The covers from 2000 to 2008 are much more difficult to pin to individual designers. There is hand lettering, but no letter designer of Wolpe’s calibre; there are riffs on old advertising and very well mannered type-and-photograph set-ups. The Wolpe era confidence has gone, so has the Pentagram product-branding. You wouldn’t be able to say of any cover in the last few pages that it could only be a Faber.

Penguin by Illustrators tells a different story, but shows a list heading in the same direction, away from branding and a house style, towards a title by title approach that lets each book fight for its eye-space on the table. It can lead to excess, obliquity and freakishness, to the point where the author’s work can seem to stand as the answer to the crossword clue the jacket sets. In one of a series of brief contributions by illustrators to the Penguin book, Len Deighton (who is rather dismissive of his own cover drawings, made around 1960 to tight deadlines) makes the case against cleverness. A writer now, and on the writers’ side, he says: ‘The cover should bring a subtle and intimate promise of what the writer has contrived: not a display of incoherent pyrotechnics.’ This isn’t just grumpy old man talk, and it’s easy to find authors who are offended by jackets (often showing bits of naked women) that their editors tell them the sales department backed at the cover meeting. It isn’t a new phenomenon; in a scene in The Seven Year Itch, Tom Ewell lowers the necklines on the cover art of an edition of Little Women with, if I remember rightly, sweeping curves of his pen.
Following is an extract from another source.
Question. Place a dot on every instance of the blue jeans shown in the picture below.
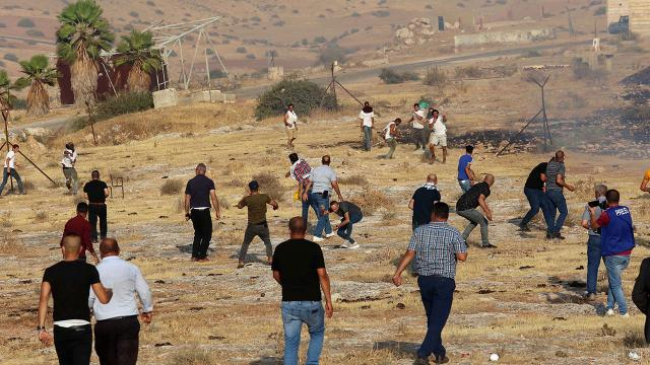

The design that really offers a ‘subtle and intimate promise of what the writer has contrived’ is rare. Lettering sometimes does it. Jon Gray, taking a lead from East European packaging, did a cover for A Short History of Tractors in Ukrainian that is a joke about, but also a lead into, the story. And illustration – not just a picture on the theme of the book but a scene or character from it – can also carry you in, but that kind of illustration, which would once have defined the word, is now quite uncommon. The covers Quentin Blake did for Penguin fiction in the 1960s fall into this category. He writes of the books he worked on that ‘they had to be read with a certain degree of inwardness and what I produced was, for better or worse, more like illustration than a cover treatment.’ At that time, though, Penguin cover grids of one sort and another still reigned; the illustrator’s job was to fill the space provided. It freed him from dealing with the words and could sometimes be played with. Blake used Penguin orange or another overprinted colour for jokes: pink for the blushing faces of assembled schoolboys in The Ever-Interesting Topic, and the orange itself for the covers of the old Penguins scattered on the floor in front of the turbaned Indian and his boy on the New Penguin cover of The Mystic Masseur.

The urge to decorate at least doesn’t die. Many of the Penguin covers David Gentleman did, including those for the New Penguin Shakespeare, are wood engravings. The sharp, definite lines, a characteristic of the medium, suits their small scale. The style of some more recent Penguin series – the Gothic Horrors covers by Coralie Bickford-Smith and Tony Lyons’s Penguin Epics, for example – are as strongly marked by the disciplines of scanner, digital camera and Photoshop as Gentleman’s earlier ones are by those of the graver.